XVI

Dix mois s’étaient écoulés. Vincent de Villenoise avait épousé Gilberte.

Le soir des noces, la jeune fille, en ôtant de son corsage le petit bouquet d’oranger, montrait à son mari, sous les fleurs artificielles et cousu dans un sachet de satin, le brin de réséda gardé depuis le bal où elle était sa demoiselle d’honneur. Alors lui-même, en souriant, tirait de son porte-cartes un brin tout pareil. Chacun avait eu la même idée: le premier souvenir de leur amour devait les accompagner à la fête nuptiale. Cette gracieuse coïncidence avait jeté Gilberte aux bras de son mari, et commencé la défaite de sa virginale timidité. Ce fut la première fleur échangée jadis qui, cette nuit-là, les fit amants.

L’été commençait. Ils s’installèrent à Villenoise.
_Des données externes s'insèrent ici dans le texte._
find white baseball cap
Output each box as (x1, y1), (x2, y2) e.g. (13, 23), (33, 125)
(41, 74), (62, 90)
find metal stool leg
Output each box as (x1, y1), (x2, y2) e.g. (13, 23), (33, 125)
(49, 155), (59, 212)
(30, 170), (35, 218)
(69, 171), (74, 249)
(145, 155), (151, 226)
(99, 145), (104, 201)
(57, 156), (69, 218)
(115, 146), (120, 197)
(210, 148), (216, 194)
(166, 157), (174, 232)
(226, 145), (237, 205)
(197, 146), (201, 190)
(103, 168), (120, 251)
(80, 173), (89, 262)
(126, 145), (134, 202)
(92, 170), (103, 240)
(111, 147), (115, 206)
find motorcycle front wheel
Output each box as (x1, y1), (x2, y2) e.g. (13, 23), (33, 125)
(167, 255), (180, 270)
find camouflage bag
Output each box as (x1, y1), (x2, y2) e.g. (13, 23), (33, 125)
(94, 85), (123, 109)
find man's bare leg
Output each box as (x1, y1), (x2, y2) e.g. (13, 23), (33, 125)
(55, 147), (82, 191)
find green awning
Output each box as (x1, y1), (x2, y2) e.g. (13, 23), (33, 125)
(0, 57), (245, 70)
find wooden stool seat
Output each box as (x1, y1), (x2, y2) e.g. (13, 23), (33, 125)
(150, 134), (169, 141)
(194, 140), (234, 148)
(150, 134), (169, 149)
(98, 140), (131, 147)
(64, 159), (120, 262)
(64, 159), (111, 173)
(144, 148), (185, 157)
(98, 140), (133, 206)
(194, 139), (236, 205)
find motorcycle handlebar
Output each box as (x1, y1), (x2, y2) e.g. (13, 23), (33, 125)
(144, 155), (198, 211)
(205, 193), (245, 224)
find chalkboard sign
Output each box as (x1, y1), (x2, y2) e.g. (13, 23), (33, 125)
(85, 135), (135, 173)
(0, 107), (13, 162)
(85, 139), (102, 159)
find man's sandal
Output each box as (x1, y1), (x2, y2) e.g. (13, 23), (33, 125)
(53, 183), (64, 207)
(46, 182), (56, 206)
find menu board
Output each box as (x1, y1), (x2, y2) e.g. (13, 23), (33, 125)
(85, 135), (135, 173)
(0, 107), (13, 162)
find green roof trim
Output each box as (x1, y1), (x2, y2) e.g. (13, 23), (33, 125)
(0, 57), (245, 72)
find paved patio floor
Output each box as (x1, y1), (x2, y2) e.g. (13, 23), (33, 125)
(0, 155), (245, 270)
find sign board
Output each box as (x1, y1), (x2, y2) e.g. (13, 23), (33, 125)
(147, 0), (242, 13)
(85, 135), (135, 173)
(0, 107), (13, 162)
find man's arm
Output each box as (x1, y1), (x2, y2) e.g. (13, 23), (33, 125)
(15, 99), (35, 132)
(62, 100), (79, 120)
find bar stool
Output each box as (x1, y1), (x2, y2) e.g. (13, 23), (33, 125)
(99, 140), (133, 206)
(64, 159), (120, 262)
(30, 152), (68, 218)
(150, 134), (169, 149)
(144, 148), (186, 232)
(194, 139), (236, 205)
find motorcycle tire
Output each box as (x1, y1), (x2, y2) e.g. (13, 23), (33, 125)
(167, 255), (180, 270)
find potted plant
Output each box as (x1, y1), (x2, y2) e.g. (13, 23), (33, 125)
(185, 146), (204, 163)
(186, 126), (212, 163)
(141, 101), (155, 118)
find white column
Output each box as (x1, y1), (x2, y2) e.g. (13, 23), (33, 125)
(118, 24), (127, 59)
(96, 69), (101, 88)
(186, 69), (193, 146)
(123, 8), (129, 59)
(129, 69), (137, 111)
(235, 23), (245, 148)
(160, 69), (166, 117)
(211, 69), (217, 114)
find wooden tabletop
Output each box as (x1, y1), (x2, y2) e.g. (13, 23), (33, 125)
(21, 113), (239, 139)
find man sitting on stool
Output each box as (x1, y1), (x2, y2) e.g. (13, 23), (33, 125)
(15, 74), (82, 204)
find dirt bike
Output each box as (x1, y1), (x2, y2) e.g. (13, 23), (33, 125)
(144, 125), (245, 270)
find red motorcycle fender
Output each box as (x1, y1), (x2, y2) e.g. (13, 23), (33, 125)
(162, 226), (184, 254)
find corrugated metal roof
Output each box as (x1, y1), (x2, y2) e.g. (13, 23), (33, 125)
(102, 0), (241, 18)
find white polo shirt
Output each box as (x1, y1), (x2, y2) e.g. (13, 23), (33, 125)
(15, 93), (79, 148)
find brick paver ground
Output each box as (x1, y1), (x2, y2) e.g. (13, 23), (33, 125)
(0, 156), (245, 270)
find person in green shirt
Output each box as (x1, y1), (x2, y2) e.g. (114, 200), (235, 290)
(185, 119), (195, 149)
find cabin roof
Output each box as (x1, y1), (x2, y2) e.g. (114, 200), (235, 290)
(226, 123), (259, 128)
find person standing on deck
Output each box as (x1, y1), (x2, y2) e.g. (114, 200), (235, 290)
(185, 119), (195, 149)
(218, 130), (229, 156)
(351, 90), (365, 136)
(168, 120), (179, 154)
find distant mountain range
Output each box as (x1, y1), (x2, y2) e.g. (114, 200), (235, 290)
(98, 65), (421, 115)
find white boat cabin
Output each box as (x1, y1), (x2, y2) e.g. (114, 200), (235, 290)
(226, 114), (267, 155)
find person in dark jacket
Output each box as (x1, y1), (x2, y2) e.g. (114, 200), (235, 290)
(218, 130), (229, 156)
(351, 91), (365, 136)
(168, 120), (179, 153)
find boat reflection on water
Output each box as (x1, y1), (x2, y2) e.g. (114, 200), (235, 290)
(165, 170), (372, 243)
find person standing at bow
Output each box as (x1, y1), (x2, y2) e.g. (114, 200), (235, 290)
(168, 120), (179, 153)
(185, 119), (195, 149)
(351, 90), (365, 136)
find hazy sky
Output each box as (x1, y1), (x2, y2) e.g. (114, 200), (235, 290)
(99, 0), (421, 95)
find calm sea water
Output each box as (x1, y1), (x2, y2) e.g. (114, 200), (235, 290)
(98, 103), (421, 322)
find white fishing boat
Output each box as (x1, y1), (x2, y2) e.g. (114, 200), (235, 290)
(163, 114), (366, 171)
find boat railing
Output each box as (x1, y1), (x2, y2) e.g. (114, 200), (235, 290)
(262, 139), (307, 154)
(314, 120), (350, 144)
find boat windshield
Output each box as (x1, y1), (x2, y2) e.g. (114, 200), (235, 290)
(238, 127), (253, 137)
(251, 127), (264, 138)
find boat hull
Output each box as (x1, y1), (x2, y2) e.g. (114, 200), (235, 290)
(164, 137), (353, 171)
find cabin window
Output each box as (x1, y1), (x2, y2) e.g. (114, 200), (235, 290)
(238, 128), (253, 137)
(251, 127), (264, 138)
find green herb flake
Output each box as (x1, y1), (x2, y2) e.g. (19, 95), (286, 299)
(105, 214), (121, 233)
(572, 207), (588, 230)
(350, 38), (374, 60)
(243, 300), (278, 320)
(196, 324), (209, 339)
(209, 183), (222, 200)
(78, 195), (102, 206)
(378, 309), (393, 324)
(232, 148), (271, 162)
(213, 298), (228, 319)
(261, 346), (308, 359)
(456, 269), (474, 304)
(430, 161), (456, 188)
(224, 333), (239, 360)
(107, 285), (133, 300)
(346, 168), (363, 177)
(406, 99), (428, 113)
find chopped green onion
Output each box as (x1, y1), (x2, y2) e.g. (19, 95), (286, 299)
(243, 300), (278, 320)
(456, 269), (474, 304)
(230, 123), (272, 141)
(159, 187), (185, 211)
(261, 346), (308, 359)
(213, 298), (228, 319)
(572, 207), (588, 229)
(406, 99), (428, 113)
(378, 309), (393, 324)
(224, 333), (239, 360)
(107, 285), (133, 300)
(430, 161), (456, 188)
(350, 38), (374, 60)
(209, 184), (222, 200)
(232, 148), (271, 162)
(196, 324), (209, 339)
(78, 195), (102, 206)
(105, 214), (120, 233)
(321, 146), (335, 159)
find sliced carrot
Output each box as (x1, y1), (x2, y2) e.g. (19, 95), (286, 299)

Bien des changements avaient été faits dans la propriété. On avait comblé le Puits du Diable, démoli l’allée qui longeait le Chaos, et qui maintenant disparaissait sous une plantation de jeunes sapins. Des tombereaux de terre jetés entre les rocs avaient transformé l’aspect du ravin lui-même, et se couvraient de fleurs sauvages. A la lisière de la forêt, la villa qu’avait habitée Sabine n’existait plus; le terrain, vendu à un paysan, étalait au soleil le manteau or pâle d’un champ d’avoine mûre.

A la fabrique et dans la cité ouvrière, on connaissait bien déjà le ravissant visage de la nouvelle châtelaine. Mme de Villenoise allait là-bas presque journellement, dans son panier attelé de deux poneys. Et c’était pour elle un amusement si doux d’exercer sur ce petit peuple une royauté de providence généreuse, que son mari dut intervenir.

—Prends garde, mignonne, il ne faut pas trop me les gâter.

Ou bien:

—Méfie-toi d’un premier enthousiasme. Tu ne dois rien commencer que tu ne sois résolue à poursuivre.